Asignación universal por hijo: el déficit que se mantiene oculto

Asignación universal por hijo: el déficit que se mantiene oculto
Entre 1,5 y 1,7 millones de menores de 18 años, que son pobres, no reciben asistencia del Estado. Piden que se incremente el monto de la ayuda.
En momentos en que la presidenta Cristina Fernández tuvo que salir a defender la asignación universal por hijo, programa que fuera lanzado hace poco más de tres años por la misma mandataria, especialistas en niñez le dijeron a El Tribuno que “es una medida muy positiva”, pero que aún tiene déficit de cobertura sobre la totalidad de la población de menores de 18 años.

“La iniciativa de la asignación fue muy importante en el momento de su implementación, sigue siéndolo en el contexto actual en el que el problema de la inflación persiste y en el que la economía informal se mantiene y es la principal estrategia de integración al mercado laboral de los padres de estos chicos. Ahora está claro que no es suficiente.
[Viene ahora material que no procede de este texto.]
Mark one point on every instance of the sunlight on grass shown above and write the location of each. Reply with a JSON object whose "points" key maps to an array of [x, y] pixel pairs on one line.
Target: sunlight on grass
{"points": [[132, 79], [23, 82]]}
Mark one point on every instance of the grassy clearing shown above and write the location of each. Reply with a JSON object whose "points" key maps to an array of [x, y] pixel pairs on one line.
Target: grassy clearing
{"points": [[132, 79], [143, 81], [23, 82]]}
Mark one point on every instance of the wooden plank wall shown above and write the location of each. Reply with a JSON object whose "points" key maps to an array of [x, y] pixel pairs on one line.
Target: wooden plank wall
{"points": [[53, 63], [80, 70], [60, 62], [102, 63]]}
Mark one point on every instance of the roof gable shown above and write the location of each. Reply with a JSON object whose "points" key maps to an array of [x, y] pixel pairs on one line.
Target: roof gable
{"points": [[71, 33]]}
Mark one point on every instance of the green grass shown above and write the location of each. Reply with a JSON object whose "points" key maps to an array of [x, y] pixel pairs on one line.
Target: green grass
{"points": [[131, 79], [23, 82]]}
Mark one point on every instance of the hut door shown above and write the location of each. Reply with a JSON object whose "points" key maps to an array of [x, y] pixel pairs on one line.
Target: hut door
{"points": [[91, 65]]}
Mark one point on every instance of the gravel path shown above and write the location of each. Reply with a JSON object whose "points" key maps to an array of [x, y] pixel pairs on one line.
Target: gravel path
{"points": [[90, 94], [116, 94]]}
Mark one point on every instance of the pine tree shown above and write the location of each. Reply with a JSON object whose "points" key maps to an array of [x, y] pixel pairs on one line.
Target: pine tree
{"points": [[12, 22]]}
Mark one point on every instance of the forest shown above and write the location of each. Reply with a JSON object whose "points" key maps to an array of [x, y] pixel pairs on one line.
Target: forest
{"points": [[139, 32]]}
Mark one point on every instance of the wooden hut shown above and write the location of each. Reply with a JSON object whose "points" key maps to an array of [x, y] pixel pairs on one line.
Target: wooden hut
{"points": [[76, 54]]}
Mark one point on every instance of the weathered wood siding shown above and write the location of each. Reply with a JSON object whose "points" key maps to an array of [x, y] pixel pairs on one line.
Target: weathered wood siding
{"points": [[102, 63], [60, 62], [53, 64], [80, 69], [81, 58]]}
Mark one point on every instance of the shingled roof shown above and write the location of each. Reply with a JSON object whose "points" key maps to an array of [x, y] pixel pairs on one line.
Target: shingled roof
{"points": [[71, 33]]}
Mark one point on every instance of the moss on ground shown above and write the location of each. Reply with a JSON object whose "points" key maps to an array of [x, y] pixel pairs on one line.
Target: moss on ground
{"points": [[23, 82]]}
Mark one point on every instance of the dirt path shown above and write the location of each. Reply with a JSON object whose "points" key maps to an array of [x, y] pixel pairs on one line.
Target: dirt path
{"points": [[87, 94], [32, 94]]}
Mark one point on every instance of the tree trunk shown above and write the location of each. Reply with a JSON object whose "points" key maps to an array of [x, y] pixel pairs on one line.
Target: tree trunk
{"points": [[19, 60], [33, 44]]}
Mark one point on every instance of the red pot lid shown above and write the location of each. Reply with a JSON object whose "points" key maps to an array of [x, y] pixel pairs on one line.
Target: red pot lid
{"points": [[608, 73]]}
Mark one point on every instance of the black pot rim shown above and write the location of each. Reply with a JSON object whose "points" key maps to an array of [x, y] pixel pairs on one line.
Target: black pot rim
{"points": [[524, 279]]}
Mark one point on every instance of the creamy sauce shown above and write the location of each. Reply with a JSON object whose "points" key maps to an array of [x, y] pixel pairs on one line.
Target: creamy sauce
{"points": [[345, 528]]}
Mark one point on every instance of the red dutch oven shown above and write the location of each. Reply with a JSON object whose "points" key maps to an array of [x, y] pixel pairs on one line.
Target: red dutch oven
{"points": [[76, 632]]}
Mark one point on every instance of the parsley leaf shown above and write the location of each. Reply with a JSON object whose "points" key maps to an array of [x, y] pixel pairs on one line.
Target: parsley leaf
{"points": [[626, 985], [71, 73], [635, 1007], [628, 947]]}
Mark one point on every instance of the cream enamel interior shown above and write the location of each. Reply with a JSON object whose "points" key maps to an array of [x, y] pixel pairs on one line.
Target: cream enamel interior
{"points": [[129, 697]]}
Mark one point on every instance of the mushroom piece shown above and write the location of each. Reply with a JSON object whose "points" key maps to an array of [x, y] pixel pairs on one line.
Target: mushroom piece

Se requiere de modo adicional la construcción de estructuras de oportunidades más integrales para la infancia”, dijo a El Tribuno Ianina Tuñón, investigadora Responsable Barómetro de la Deuda Social de la Infancia Observatorio de la Deuda Social Argentina (UCA).

En la misma línea se manifestó Sebastián Waisgrais, especialista en Monitoreo y Evaluación de Unicef,. “En líneas generales, a la asignación universal la vemos como una medida muy positiva. Es claramente un avance en términos de políticas sociales, dirigida a los niños y adolescentes”, dijo.

La asignación universal fue lanzada por la Presidenta a fines de octubre de 2009. Hoy en día poco más de 3,5 millones de chicos de hasta 18 años reciben el beneficio (con una cobertura de poco más del 28%). Por el plan cobran 340 pesos mensuales los niños y adolescentes con padres desempleados, monotributistas, trabajadores del servicio doméstico y del mercado informal. A cambio, el Estado exige a los padres que manden a sus hijos a la escuela y garanticen su acceso al sistema de salud.

El Estado nacional invierte 16 mil millones de pesos (casi 2 puntos del PBI) por año en las asignaciones familiares por embarazo y asignaciones no contributivas por discapacidad y todo el programa asignación universal por hijo. El presupuesto 2013 aprobado recientemente es de $628.629 millones.

En Argentina hay poco más de 12 millones de chicos menores de 18 años. Y el observatorio de la UCA cifra en 1.750.000 los chicos que no se encuentran cubiertos por algún sistema de protección social y pertenecen a hogares de bajos ingresos.

Unicef, en tanto, calcula que son poco más de 1,5 millones los niños y adolescentes sin cobertura. “Son niños y niñas que no tienen documento de identidad, que viven en poblaciones muy alejadas o son indígenas, algunos son migrantes a los que su condición no les permite acceder a un beneficio. También hay casos de chicos de entre 13 y 14 años que están fuera del sistema educativo, por eso no cobran la asignación”, indicó Sebastián Waisgrais.

En Salta

En Salta se cobra un total de 149.863 asignaciones (según el último relevamiento de la Anses), con una cobertura del 40%. De acuerdo a la cantidad de beneficios que se otorgan en todo el país, Salta es la séptima provincia que más beneficios recibe. Buenos Aires es la primera, con poco más de 1.200.000 programas.